Denied by the Secretary of State

I had been at Aylesbury about eight months when I petitioned the Secretary of State for a reconsideration of my case, with a view to my release. To this I received the usual official reply, “Not sufficient grounds.”

A prisoner may petition the Secretary of State every three months. In my opinion, the privilege of petitioning on a case should be reduced from four times a year to once a year, with the provision that if anything of importance to a prisoner transpires within that period it may be duly submitted to the Secretary of State on recommendation of the governor or director; that all complaints regarding food, treatment, or medical attention should be referred to the visiting director in the first instance, instead of the Secretary of State, who under the present system passes it back to the directors for the necessary investigation.
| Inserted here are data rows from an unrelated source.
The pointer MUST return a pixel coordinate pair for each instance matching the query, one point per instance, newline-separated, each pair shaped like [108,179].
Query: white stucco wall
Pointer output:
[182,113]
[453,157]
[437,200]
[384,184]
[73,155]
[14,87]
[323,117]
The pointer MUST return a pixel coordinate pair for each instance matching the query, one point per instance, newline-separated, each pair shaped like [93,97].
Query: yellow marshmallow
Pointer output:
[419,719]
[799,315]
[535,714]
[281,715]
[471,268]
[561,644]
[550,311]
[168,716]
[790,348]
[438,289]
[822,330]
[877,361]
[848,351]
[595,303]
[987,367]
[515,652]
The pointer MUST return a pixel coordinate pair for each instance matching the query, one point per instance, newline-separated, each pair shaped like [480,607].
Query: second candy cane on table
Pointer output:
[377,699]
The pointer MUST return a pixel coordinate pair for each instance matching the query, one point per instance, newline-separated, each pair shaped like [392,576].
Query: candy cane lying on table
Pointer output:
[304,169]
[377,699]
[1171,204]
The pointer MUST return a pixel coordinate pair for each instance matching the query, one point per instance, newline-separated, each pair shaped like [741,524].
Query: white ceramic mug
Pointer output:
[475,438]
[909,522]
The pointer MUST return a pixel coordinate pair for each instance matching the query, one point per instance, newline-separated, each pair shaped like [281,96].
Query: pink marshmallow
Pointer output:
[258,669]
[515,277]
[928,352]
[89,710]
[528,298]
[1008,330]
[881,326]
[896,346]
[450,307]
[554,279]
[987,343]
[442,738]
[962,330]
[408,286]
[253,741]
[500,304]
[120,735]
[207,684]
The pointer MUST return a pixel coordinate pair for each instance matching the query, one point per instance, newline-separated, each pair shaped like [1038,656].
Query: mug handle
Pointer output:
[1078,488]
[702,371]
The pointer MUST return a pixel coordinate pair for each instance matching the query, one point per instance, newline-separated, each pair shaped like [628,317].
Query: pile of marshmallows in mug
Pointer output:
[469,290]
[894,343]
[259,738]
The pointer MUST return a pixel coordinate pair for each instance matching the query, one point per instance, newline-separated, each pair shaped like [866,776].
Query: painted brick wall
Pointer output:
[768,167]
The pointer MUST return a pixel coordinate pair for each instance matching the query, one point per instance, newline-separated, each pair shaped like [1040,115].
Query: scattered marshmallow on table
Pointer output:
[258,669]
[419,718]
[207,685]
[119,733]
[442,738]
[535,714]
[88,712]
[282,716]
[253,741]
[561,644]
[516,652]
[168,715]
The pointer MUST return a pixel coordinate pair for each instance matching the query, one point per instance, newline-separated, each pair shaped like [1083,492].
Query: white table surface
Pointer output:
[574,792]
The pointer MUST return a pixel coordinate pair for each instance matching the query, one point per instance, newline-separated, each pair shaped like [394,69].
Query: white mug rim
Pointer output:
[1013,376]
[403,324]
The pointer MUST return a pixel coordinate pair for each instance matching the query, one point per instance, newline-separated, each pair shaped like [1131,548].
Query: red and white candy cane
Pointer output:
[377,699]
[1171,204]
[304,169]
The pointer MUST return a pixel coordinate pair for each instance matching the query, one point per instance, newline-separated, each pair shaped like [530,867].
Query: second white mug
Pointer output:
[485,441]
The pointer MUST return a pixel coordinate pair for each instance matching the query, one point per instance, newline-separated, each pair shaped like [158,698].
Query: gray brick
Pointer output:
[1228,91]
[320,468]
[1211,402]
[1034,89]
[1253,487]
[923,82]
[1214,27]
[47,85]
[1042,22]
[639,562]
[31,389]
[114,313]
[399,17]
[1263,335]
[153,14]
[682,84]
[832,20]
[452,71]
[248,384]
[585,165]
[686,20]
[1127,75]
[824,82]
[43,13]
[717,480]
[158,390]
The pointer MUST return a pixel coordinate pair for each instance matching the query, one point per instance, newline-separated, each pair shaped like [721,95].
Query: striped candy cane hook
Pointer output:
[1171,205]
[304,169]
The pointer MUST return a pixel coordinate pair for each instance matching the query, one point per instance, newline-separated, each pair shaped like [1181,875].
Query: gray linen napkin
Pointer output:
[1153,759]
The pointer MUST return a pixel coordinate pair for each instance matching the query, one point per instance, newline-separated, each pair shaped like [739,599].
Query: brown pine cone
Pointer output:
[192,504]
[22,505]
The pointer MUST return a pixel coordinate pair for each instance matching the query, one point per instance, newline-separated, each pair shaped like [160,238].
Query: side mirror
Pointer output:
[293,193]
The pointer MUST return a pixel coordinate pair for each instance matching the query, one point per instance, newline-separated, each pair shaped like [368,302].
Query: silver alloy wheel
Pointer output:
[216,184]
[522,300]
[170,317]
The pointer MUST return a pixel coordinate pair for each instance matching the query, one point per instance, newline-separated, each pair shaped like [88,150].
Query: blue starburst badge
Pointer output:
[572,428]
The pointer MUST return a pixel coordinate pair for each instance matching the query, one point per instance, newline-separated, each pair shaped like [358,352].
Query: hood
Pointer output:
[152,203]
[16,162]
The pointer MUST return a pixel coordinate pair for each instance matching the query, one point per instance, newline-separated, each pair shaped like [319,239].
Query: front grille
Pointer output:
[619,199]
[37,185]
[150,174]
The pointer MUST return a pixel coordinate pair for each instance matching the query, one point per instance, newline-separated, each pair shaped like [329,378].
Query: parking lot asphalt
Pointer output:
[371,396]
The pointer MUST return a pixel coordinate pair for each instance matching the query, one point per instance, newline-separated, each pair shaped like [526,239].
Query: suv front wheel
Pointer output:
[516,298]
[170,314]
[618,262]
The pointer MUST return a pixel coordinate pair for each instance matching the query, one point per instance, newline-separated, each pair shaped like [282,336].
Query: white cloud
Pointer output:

This would do away with the continual daily distress and irritation and disappointment created in the prison on receipt of unfavorable replies from the Home Office. A prisoner petitions. A private inquiry is held, to which the prisoner is not a party, and of which she has no information, nor does she receive any during its progress or after its conclusion, save that the result, which is nearly always negative, is communicated to her. In this inquiry any one who is opposed to the prisoner may seek to influence the official mind. I will state a case in point. A friend asked the Secretary of State for the United States, the Hon. John Hay, to interest himself in my case. Mr. Hay replied that he had been informed by the Home Office that I had been “a disobedient and troublesome prisoner.”